Он почти прошёл мимо нас, но я закинула последнюю удочку — наверняка со стороны всë было очень прозрачно: порывистость, спешка. Я протараторила:
— Да, пошли тогда в парк. Сейчас.
Он не должен был остановиться. По всем его правилам, законам существования этого человека, он должен был хмыкнуть, раскусив мою провальную детскую попытку, и пойти дальше, не оборачиваясь — и так было бы правильно.
И он, я уверена, раскусил. Только тупой бы не понял. Именно поэтому в его глазах была такая злость, когда он остановился. И повернулся. Именно поэтому его глаза были такие острые, а желваки ходили по скулам.
Вот теперь там защëлкали настоящие челюсти. Он злился на себя в тот момент, я уверена, потому что он повëлся.
На меня впервые подул ураган его ярости. И как в тот раз, возле базы, я была в восторге.

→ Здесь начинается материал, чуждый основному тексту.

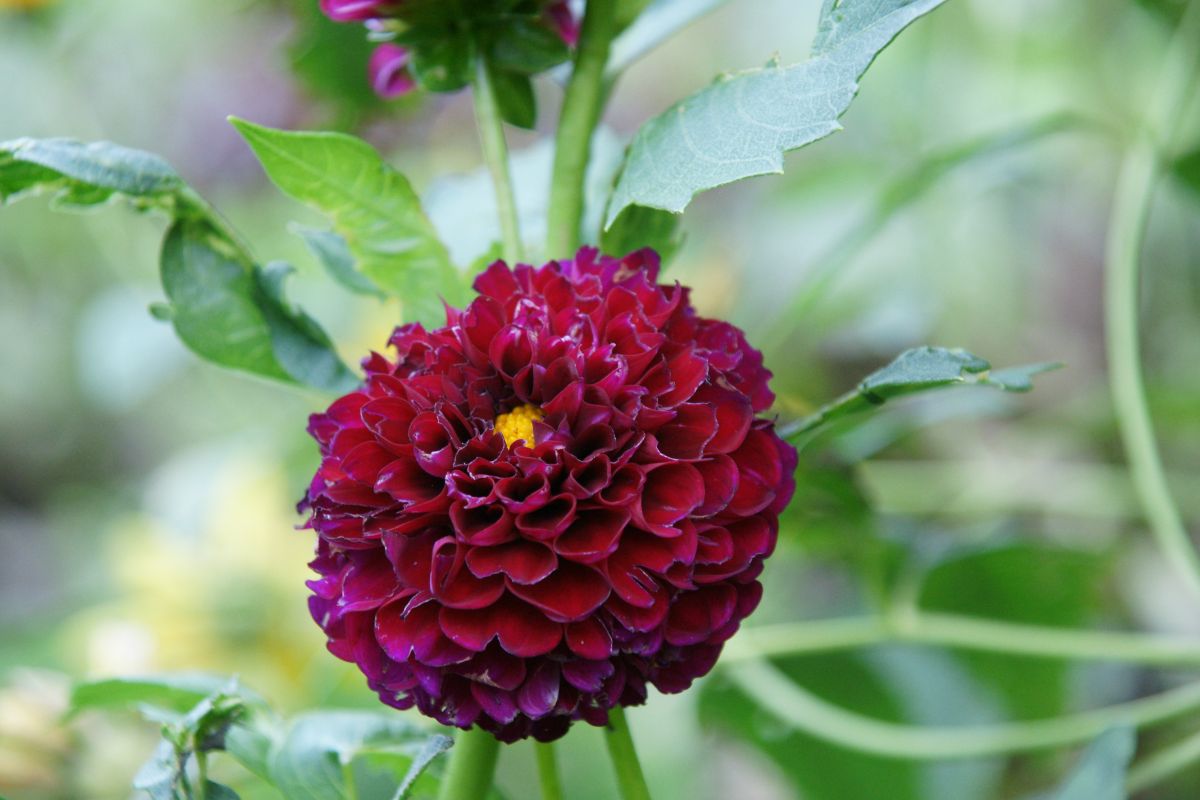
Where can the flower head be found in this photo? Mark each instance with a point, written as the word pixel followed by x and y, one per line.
pixel 562 497
pixel 346 11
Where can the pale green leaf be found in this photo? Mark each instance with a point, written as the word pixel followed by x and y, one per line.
pixel 84 173
pixel 1101 773
pixel 178 692
pixel 373 208
pixel 307 764
pixel 222 306
pixel 433 747
pixel 742 125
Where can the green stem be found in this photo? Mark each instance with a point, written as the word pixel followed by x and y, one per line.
pixel 797 707
pixel 1140 170
pixel 496 154
pixel 1164 764
pixel 630 781
pixel 964 632
pixel 582 104
pixel 547 771
pixel 472 765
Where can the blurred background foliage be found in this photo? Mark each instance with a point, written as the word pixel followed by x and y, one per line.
pixel 147 499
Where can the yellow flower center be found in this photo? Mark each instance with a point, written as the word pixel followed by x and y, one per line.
pixel 517 423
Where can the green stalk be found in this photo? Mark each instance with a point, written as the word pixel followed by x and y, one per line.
pixel 496 154
pixel 472 765
pixel 1140 172
pixel 795 705
pixel 963 632
pixel 547 771
pixel 582 106
pixel 630 781
pixel 1163 764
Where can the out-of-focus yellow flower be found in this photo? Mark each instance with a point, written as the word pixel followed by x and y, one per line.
pixel 226 595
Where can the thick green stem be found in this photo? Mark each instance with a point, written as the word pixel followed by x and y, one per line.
pixel 964 632
pixel 496 154
pixel 472 765
pixel 582 106
pixel 630 781
pixel 1164 764
pixel 547 771
pixel 795 705
pixel 1135 188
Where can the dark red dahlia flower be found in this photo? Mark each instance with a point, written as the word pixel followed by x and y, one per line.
pixel 559 497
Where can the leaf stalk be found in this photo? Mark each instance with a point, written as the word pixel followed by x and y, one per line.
pixel 582 106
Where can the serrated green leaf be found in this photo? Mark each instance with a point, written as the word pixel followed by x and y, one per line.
pixel 214 298
pixel 1101 771
pixel 335 256
pixel 217 306
pixel 916 371
pixel 160 777
pixel 373 208
pixel 640 227
pixel 252 740
pixel 526 46
pixel 301 347
pixel 84 173
pixel 433 747
pixel 515 97
pixel 649 24
pixel 307 763
pixel 742 125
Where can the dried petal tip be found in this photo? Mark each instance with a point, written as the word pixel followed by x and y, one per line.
pixel 607 540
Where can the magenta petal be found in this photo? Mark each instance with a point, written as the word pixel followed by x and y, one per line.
pixel 539 695
pixel 370 581
pixel 589 638
pixel 526 632
pixel 495 702
pixel 593 536
pixel 587 675
pixel 389 71
pixel 469 629
pixel 569 594
pixel 670 494
pixel 688 433
pixel 521 561
pixel 696 614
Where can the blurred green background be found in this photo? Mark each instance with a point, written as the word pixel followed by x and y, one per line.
pixel 147 499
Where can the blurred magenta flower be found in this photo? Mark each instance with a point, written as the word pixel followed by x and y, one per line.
pixel 346 11
pixel 389 71
pixel 564 20
pixel 562 495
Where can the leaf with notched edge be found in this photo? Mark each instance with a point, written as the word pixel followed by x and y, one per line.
pixel 743 124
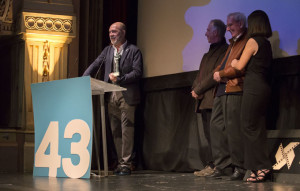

Его глаза спустились к моей руке, лежащей на талии Дементьева. Наткнулись. Споткнулись об эту руку.
— А как же урок физики? Наверное, забыли, что он у вас? Прямо. Сейчас, — он едва ли не выплëвывал весь свой концентрированный яд.
— Да ладно, че вы… — махнул рукой Дементьев.
— Да. Да ладно вам, — завторила я, как попугайчик, едва ли понимая, что говорю.
Едва услышав мой голос, он перевел на меня черный взгляд от потемневших злых зрачков. Как будто эта злость зрела уже давно, но если бы не эта ситуация, он бы удавился от своей гордости, но не показал бы.
— А тебя, Юдина, я не видел у себя уже три недели. Три.
— Я болела, — пожала я плечами, улыбнувшись, и это было страшно, насколько я не была собой в этот момент. Но я вышла из своей шкуры.
— В туалете? — он издал смешок, приподнимая бровь. — К директору. Быстро. Остальных жду на уроке, иначе присоединитесь к Юдиной.
Когда-то сам спасал меня от выговора, теперь вот что.
С моего лица не слетело улыбки, когда я помахала девочкам, отправляясь к коридору, и я видела в их глазах настоящий ужас. Да, должно быть, добрая, легкомысленная Юля — пугающее зрелище.
Это была улыбка во все тридцать два. А в моей голове по-прежнему не было ни единой мысли.
И только когда я оказалась одна, я сползла по стенке и захрипела, согнувшись от тяжести. Я ощутила еë. То, что было во мне. Тьму. Гниение. Разложение и смерть, но настолько медленную, что она была почти агонией.
Я должна была чувствовать себя победительницей, но только расходилась по швам.
Каждый из этих дней он был с ней — с Ириной Алексеевной. Они приезжали вместе на его колымаге, сидели вместе в столовой, она ходила к нему в кабинет… И ничто из этого не было чем-то похожим на мою попытку вывести его на ревность. Он не смотрел на меня. Это было правдой. Это было по-настоящему — то, как они общались, непринужденно, совершенно не обращая ни на кого внимания.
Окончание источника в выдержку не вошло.